This, of course, offered another problem. Ships in space were in the position of being able to catch messages but were not able to answer back. It would take, perhaps, another emergency to set up conditions which demanded the reverse of the problem of contacting a ship in space.

But there was a more immediate problem. Spacecraft were protected from meteors by means of radar that was coupled to the steering panels of the ships; when a meteor threatened, the ship merely turned aside by that fraction of a degree that gave it safety.

It took, however, but a few meteors, and the resulting few fractions of a degree to shunt the swiftly moving ship out of the coverage-area of the ship-seeking beams from Venus Equilateral. Then the power and ingenuity of Venus Equilateral was wasted on vacant space and the messages intended for the ships went undelivered.

Since the ship must avoid meteors, and the meteors could not be diverted from their courses, there was but one answer: Swerve the ship and let the messages go hang, for a message is of no use to a riddled spacecraft!
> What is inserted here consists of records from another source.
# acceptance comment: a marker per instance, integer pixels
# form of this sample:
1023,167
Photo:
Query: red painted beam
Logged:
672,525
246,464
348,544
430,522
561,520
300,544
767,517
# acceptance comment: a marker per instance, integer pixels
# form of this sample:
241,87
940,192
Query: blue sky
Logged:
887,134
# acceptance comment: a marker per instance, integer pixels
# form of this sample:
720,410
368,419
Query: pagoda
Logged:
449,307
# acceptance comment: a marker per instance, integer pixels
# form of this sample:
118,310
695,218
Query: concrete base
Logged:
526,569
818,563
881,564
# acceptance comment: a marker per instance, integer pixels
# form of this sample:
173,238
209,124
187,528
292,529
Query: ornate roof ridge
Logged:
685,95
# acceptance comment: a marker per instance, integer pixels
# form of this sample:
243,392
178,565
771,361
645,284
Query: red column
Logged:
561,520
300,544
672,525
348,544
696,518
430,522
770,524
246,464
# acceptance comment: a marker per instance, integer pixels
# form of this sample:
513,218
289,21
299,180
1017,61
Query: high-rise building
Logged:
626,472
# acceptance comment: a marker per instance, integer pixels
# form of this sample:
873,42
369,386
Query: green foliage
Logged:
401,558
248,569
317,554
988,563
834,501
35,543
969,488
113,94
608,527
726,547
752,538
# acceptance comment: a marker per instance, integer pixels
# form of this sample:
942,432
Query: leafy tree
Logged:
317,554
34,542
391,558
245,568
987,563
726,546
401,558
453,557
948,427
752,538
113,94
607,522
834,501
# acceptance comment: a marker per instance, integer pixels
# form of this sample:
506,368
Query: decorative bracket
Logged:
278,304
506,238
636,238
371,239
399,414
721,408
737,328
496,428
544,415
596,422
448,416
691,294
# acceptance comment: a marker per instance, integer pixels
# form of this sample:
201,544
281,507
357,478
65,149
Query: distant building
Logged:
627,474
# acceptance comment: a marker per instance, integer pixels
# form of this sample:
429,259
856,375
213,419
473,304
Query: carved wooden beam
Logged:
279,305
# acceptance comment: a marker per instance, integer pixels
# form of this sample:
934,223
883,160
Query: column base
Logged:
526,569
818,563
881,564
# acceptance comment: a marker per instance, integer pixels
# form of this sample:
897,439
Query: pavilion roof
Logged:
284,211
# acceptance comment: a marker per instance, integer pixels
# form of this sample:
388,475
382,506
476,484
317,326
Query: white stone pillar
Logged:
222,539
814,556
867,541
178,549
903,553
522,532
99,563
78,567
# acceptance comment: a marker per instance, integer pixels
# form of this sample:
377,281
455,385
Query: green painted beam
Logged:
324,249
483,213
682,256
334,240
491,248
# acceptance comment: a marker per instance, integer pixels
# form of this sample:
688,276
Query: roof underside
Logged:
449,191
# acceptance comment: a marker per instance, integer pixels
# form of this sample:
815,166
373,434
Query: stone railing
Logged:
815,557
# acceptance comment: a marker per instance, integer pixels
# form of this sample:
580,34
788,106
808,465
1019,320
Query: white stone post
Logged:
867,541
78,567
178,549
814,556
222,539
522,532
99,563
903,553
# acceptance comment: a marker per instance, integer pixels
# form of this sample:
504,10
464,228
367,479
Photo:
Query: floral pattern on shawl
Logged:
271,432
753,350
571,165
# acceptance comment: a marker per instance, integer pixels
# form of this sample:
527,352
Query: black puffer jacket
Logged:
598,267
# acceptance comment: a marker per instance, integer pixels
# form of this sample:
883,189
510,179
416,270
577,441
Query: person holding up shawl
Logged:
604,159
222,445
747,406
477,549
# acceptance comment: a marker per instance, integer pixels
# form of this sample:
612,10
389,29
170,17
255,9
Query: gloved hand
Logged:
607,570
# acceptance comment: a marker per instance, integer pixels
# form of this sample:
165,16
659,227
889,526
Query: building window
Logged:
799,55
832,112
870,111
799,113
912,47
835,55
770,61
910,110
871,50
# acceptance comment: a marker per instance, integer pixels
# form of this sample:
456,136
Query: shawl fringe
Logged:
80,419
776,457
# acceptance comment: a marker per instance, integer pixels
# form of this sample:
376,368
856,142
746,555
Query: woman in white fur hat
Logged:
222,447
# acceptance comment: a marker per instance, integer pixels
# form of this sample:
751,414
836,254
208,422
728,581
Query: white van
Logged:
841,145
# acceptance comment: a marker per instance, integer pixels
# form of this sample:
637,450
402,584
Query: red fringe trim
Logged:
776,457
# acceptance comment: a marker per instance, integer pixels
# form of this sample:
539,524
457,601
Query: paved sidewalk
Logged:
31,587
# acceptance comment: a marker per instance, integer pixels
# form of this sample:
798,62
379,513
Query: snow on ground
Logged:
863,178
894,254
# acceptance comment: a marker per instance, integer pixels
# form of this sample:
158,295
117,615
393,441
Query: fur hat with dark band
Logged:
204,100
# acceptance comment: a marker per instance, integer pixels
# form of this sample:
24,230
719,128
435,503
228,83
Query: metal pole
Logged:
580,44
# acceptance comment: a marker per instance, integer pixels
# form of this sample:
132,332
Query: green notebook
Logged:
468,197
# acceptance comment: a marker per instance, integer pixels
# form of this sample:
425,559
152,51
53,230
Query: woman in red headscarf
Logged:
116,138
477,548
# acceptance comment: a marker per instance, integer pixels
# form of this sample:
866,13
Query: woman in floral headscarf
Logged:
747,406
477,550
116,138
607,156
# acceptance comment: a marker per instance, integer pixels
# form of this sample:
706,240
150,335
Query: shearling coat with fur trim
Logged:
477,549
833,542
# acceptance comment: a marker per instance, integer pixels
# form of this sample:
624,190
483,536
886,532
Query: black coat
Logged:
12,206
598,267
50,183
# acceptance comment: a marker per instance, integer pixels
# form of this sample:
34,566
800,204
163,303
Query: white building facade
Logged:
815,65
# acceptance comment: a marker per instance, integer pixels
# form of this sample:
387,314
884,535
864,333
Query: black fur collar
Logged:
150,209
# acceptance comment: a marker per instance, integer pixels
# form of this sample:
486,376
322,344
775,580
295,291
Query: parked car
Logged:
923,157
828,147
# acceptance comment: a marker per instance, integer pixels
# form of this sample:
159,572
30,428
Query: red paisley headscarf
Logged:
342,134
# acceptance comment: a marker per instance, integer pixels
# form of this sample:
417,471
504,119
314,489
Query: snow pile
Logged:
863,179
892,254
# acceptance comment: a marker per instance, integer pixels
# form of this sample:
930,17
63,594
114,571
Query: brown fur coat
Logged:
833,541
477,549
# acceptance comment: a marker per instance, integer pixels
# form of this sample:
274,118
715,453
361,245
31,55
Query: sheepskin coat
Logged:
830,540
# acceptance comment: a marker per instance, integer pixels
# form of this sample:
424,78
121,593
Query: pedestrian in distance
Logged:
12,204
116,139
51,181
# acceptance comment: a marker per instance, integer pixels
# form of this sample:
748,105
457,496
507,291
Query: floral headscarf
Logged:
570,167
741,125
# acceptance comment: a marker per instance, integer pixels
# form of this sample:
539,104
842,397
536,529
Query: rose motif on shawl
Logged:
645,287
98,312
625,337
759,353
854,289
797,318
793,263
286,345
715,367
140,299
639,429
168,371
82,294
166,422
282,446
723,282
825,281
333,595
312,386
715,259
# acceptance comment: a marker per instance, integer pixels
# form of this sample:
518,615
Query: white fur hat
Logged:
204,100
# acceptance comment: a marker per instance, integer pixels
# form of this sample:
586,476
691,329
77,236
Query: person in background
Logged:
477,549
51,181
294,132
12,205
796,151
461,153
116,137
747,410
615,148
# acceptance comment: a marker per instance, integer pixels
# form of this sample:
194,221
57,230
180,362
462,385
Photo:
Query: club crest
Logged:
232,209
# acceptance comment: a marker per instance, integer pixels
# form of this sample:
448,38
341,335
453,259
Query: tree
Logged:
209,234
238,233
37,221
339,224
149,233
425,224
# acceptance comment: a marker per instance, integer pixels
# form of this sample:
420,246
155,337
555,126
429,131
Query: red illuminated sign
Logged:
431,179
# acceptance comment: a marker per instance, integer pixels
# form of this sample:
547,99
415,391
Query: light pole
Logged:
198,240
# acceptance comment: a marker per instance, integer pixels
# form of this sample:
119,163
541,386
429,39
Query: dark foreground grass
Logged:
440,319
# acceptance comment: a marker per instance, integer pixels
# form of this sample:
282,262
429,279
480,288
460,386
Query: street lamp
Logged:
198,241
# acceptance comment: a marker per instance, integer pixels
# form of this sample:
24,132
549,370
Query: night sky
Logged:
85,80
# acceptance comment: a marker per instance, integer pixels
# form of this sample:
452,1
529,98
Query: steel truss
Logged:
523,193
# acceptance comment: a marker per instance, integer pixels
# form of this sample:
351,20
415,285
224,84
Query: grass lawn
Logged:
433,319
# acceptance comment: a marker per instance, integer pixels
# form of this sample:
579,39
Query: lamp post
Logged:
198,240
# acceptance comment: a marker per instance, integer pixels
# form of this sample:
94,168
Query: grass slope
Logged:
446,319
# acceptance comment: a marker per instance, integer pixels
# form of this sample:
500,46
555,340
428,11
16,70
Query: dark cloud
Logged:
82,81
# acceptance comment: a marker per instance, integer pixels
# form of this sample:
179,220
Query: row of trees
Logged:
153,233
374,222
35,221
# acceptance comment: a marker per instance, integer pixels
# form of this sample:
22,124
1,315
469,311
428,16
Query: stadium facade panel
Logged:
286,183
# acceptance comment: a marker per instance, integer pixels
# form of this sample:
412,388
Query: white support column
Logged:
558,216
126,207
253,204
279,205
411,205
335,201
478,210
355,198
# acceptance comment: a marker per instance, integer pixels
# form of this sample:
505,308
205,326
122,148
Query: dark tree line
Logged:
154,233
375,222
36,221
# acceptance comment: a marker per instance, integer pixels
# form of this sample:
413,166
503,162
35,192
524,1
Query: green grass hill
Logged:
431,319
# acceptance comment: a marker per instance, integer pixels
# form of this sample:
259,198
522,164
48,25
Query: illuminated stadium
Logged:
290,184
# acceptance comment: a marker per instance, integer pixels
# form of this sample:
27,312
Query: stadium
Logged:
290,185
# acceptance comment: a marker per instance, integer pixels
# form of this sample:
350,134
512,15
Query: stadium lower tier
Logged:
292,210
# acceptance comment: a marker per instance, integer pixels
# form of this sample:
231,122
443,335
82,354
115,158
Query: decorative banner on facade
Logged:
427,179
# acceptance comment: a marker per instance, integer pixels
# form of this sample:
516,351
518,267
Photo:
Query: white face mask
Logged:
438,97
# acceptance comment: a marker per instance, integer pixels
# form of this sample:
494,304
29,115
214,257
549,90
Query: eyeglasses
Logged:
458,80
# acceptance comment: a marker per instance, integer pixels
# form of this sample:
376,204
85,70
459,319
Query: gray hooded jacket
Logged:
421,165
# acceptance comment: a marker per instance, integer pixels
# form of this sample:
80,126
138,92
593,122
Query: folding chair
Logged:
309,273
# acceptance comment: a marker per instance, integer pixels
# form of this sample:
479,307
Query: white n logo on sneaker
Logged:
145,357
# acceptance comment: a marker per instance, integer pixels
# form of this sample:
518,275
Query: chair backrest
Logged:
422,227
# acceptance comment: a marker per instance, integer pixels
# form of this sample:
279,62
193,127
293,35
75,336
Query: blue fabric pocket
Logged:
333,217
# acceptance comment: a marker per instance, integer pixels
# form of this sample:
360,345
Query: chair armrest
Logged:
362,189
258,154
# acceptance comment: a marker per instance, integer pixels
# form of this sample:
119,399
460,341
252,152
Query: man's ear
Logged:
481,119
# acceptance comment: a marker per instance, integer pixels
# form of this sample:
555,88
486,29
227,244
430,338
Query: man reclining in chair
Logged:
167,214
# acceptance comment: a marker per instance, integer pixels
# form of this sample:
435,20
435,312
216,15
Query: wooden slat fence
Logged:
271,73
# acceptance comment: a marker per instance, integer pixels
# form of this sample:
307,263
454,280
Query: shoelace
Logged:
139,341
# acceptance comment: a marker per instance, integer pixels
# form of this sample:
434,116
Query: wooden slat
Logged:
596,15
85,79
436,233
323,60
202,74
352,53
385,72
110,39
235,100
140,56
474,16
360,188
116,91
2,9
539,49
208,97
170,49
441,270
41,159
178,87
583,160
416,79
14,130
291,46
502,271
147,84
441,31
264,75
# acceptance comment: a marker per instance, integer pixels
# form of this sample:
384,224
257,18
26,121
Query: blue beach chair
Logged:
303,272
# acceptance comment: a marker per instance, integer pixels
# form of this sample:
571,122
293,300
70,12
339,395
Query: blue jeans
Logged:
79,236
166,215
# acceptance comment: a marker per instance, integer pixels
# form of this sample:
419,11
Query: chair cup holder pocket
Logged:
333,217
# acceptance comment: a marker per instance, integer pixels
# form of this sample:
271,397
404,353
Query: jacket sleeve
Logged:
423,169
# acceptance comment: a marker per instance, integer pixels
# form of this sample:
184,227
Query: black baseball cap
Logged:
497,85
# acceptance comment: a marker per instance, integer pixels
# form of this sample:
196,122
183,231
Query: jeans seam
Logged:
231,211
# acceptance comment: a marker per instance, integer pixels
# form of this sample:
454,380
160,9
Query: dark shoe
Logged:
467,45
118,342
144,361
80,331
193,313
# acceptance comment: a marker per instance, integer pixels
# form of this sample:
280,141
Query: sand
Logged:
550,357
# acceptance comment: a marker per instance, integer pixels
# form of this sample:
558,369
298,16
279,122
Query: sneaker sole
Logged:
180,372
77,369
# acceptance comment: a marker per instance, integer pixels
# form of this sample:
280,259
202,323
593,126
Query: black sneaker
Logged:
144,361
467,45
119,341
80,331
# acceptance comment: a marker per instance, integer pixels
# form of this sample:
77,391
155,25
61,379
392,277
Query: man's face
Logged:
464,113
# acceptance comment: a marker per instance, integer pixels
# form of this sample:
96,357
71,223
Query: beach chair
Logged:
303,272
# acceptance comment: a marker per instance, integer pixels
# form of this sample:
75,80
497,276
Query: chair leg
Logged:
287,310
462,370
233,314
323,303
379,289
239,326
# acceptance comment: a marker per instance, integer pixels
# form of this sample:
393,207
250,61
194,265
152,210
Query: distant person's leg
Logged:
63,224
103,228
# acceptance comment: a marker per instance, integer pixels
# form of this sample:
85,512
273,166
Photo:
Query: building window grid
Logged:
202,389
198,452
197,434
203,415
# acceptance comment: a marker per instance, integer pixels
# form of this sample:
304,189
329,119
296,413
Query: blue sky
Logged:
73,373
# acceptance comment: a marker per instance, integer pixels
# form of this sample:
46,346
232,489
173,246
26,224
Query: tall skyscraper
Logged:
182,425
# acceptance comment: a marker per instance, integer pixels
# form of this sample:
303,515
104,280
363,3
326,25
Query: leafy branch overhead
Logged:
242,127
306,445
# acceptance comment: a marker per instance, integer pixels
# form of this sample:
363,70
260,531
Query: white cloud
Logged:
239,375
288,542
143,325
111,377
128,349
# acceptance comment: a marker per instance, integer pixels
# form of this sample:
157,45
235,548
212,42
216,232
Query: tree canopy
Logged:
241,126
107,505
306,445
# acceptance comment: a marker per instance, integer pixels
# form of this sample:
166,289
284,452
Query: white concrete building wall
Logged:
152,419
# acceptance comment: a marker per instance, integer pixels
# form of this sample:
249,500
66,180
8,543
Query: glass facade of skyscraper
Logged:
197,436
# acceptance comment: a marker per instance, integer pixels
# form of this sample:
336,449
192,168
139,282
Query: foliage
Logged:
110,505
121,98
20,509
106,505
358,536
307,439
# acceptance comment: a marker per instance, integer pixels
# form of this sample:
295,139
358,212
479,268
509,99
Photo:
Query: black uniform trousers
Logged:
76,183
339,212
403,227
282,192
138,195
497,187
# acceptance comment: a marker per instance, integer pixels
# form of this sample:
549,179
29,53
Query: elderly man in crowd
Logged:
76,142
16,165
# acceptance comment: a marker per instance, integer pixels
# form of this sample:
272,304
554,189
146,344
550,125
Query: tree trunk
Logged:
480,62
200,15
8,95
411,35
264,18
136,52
But, thought several people, if the meteor cannot be steered, perhaps it might be removed....


[RECOIL]

Walter Franks sat in the director's office; his feet on the director's desk. He was smoking one of the director's cigarettes. He was drinking the director's liquor, filched shamelessly from the director's private filing cabinet where it reposed in the drawer marked "S." Drawer "B" would have given beer, but Walt preferred Scotch.

He leaned forward and dropped the director's cigarette into the director's wastebasket and then he pressed the button on the desk and looked up.

But it was not the director's secretary who entered. It was his own, but that did not disturb Franks. He knew that the director's ex-secretary was off on Mars enjoying a honeymoon with the director.